The policy reasons advanced in the majority opinion are fairly debatable, but I do not believe that we should engraft this new requirement on Rule 2-415(g) without having the Rules Committee expressly consider it, and without giving any opportunity to the Bar to comment on any such requirement. One of the persistent problems in deposition practice is the attorney who sets out to obstruct the deposition by interjecting repeated objections. The ultimate resort to control the obstructionist attorney, unfortunately, is an application for sanctions. Obtaining sanctions is difficult enough when the obstructionist attorney can attempt to justify the conduct complained of by pointing to the vagueness of the requirement that objections be made in order to avoid waiver where “the ground of the objection is one that might have been obviated or removed if presented at that time.” The downside of the Court’s new requirement is that it gives the obstructionist attorney even more ammunition, and more protection against sanctions, by requiring that grounds be stated. The path down which the Court today steers deposition practice also impacts the conscientious attorney. I can foresee attorneys, fearful that the rule of von Lusch v. State, 279 Md. 255, 268, 368 A.2d 468, 472-73 (1977), will be applied to the statement of grounds, advancing at the deposition every conceivable ground of objection that might be considered as one that might be obviated or removed at the deposition.

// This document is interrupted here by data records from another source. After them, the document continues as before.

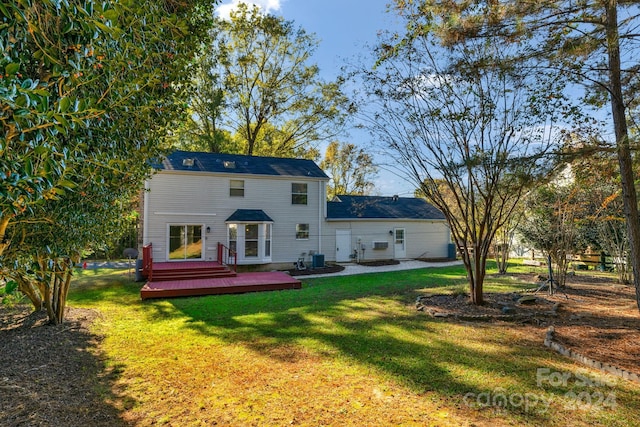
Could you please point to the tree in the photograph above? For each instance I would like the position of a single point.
(88, 90)
(550, 224)
(474, 135)
(203, 129)
(602, 226)
(274, 99)
(582, 42)
(350, 169)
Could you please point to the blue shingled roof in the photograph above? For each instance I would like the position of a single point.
(373, 207)
(249, 215)
(235, 163)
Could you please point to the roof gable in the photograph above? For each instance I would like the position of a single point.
(239, 164)
(373, 207)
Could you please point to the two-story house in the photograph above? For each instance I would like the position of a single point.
(271, 211)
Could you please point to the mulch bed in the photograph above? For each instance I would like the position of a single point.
(51, 375)
(592, 316)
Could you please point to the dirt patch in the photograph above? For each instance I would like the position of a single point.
(592, 316)
(52, 375)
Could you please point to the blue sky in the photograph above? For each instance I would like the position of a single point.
(344, 28)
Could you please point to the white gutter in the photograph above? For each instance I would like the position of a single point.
(320, 214)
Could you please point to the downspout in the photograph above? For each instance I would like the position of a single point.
(320, 214)
(145, 214)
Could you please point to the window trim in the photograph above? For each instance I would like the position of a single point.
(298, 196)
(236, 189)
(302, 234)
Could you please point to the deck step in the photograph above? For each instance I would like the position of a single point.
(184, 274)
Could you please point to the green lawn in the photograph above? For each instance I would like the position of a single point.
(348, 350)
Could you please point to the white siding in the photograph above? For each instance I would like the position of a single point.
(423, 239)
(201, 198)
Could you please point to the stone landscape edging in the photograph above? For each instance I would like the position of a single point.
(594, 364)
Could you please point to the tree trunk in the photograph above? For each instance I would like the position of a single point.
(4, 224)
(627, 176)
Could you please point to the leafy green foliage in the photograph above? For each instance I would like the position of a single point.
(350, 169)
(589, 43)
(88, 92)
(257, 85)
(473, 139)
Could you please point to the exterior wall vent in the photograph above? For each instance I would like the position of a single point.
(380, 245)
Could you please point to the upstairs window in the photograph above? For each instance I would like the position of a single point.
(236, 188)
(302, 231)
(298, 194)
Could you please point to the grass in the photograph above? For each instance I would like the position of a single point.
(349, 350)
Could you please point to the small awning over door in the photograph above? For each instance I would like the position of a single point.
(249, 215)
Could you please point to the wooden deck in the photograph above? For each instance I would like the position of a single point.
(182, 281)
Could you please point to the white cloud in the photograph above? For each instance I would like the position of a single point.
(267, 6)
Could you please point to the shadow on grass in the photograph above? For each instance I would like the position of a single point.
(369, 321)
(52, 375)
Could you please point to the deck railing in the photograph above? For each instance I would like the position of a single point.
(227, 257)
(147, 261)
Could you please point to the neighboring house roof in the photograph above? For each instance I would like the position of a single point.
(373, 207)
(239, 164)
(249, 215)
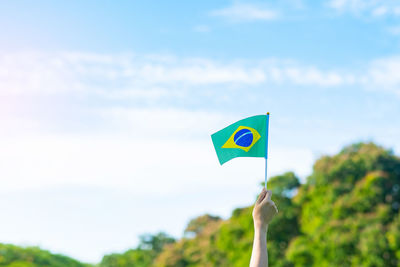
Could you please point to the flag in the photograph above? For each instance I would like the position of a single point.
(245, 138)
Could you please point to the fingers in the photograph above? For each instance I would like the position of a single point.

Finally, I am concerned that the majority opinion weakens the adversarial system. Under my interpretation of the requirements of Rule 2-415(g), the objecting attorney need only object, and the examining attorney has the choice of moving on or backfilling to correct any perceived deficiency. Given the elusiveness of the standard, “unless the ground of the objection is one that might have been obviated or removed if presented at that time,” we should not impose on objecting *264counsel the added burden of educating examining counsel on deficiencies in the testimony that has been elicited. Objecting counsel has a duty to object to then curable deficiencies in the examination, examining counsel has a duty to conduct the examination in a proper manner, particularly when the deposition testimony is to be used in lieu of live testimony at trial, and the court has a duty to rule on the objections, the grounds of which are stated when the parties are before the court.

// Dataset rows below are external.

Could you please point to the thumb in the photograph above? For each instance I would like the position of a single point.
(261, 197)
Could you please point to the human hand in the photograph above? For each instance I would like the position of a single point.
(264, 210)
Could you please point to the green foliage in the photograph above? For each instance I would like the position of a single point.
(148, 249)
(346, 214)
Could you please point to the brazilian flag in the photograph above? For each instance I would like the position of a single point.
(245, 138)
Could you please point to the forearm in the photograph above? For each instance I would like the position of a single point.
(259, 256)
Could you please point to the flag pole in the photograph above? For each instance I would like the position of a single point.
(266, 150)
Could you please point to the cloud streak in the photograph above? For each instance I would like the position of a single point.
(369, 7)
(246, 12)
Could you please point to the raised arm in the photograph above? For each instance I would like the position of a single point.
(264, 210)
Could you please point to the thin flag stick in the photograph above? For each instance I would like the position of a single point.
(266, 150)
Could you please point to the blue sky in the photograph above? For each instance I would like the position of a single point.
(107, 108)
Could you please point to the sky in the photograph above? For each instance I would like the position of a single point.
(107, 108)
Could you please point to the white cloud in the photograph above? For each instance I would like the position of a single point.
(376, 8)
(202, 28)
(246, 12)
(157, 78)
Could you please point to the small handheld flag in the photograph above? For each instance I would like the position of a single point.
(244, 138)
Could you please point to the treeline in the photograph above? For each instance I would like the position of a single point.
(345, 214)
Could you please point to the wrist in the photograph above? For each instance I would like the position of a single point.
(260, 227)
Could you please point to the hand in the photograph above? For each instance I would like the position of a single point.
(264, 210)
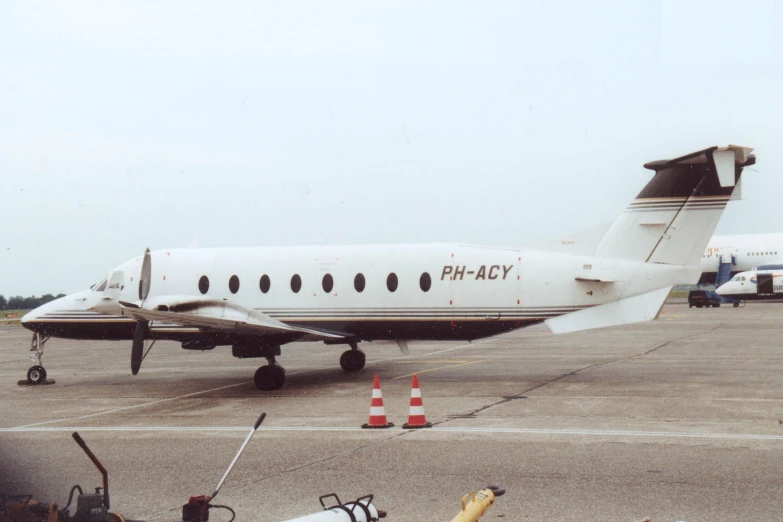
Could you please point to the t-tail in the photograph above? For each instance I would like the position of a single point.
(674, 216)
(658, 241)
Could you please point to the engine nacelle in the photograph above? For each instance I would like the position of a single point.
(198, 344)
(248, 349)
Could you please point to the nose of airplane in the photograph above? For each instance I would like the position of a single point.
(42, 319)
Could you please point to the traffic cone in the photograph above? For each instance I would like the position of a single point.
(377, 411)
(416, 417)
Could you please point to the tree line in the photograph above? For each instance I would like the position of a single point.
(18, 302)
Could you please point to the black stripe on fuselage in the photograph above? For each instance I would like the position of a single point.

In those instances in which objecting counsel chooses to state the ground for the objection in order to be cooperative, counsel undoubtedly does so because counsel has concluded that there is no detriment to the client. But objecting counsel should not be forced to assist opposing counsel in preparing the adversary’s case, where objecting counsel concludes that the client’s legitimate interests require that the deposition proceed in literal compliance with the Rule.
In the instant matter the difference between the majority’s analysis and my analysis does not alter the result. The problem was cured when the deponent testified that all of the opinions that he had expressed were held to a reasonable degree of medical probability.
Chief Judge BELL has authorized me to state that he joins in the views expressed herein.